Please note that we have stopped the regular imports of Gene Expression Omnibus (GEO) data into ArrayExpress. This may not be the latest version of this experiment.
E-GEOD-59756 - Transciptional response to acute thermal stress in Chinook salmon
Released on 25 July 2015, last updated on 19 August 2015
Thermal stress is a serious and growing challenge facing Chinook salmon (Oncorhynchus tshawytscha) living in the southern portion of their native range. River alterations have increased the likelihood that juveniles will be exposed to warm water temperatures during their freshwater life stage, which can negatively impact survival, growth, and development and poses a threat to dwindling salmon populations. In order to better understand how acute thermal stress affects the biology of salmon, we performed a transcriptional analysis of gill tissue from unacclimated Chinook juveniles exposed to short periods at water temperatures ranging from ideal to potentially lethal. Reverse transcribed RNA libraries were sequenced on the Illumina HiSeq2000 platform and a de novo reference transcriptome was created. Differentially expressed transcripts were annotated using Blast2GO and relevant gene clusters were identified.

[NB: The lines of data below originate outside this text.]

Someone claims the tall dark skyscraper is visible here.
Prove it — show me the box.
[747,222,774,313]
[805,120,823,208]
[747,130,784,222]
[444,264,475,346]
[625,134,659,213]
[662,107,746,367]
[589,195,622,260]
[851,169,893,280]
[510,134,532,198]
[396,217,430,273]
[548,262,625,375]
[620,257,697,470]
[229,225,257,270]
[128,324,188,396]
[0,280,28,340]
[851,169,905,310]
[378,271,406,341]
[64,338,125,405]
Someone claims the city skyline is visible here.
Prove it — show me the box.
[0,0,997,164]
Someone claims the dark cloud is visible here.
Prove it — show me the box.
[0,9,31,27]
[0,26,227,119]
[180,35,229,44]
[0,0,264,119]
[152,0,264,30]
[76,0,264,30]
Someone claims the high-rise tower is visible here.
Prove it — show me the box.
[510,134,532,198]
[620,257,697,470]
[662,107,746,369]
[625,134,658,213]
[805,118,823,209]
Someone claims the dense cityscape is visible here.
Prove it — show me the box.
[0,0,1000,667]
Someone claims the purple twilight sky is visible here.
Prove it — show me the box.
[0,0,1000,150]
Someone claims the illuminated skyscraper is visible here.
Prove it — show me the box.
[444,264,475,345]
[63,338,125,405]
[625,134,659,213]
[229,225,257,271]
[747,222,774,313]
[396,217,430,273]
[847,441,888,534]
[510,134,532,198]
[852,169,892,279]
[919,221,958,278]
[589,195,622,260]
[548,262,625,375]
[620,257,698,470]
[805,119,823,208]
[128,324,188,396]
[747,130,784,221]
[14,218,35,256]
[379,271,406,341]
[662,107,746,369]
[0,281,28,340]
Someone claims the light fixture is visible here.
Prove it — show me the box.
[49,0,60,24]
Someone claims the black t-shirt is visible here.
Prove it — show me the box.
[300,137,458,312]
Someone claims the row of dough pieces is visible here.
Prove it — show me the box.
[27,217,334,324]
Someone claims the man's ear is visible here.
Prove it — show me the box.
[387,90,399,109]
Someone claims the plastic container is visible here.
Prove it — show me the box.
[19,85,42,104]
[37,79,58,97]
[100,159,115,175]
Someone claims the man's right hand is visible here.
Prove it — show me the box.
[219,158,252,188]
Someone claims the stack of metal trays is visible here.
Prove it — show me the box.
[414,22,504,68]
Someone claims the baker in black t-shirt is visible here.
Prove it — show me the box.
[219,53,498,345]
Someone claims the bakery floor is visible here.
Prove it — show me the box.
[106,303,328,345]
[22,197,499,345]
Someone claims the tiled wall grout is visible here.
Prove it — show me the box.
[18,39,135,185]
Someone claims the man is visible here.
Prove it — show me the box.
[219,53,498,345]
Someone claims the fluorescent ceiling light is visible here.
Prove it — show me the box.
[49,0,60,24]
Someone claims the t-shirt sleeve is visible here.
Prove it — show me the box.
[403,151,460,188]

Fifty-five fish were randomly assigned to one of five treatment groups and were allowed to acclimate at 12 degrees C in the experimental chambers overnight. Treatments consisted of a three-hour water bath at 15 degrees C, 18 degrees C, 21 degrees C or 25 degrees C degrees, followed by one hour of recovery at 12 degrees C. The experimental chambers were moved to water baths held at a constant temperature, facilitating very rapid change in the temperature experienced by the fish. Controls were handled identically to the other four treatment groups, but remained at 12 degrees C. Three replicates were performed on consecutive days. RNA from the 11 individuals in each treatment group were proportionally pooled and used to create 15 illumina libraries.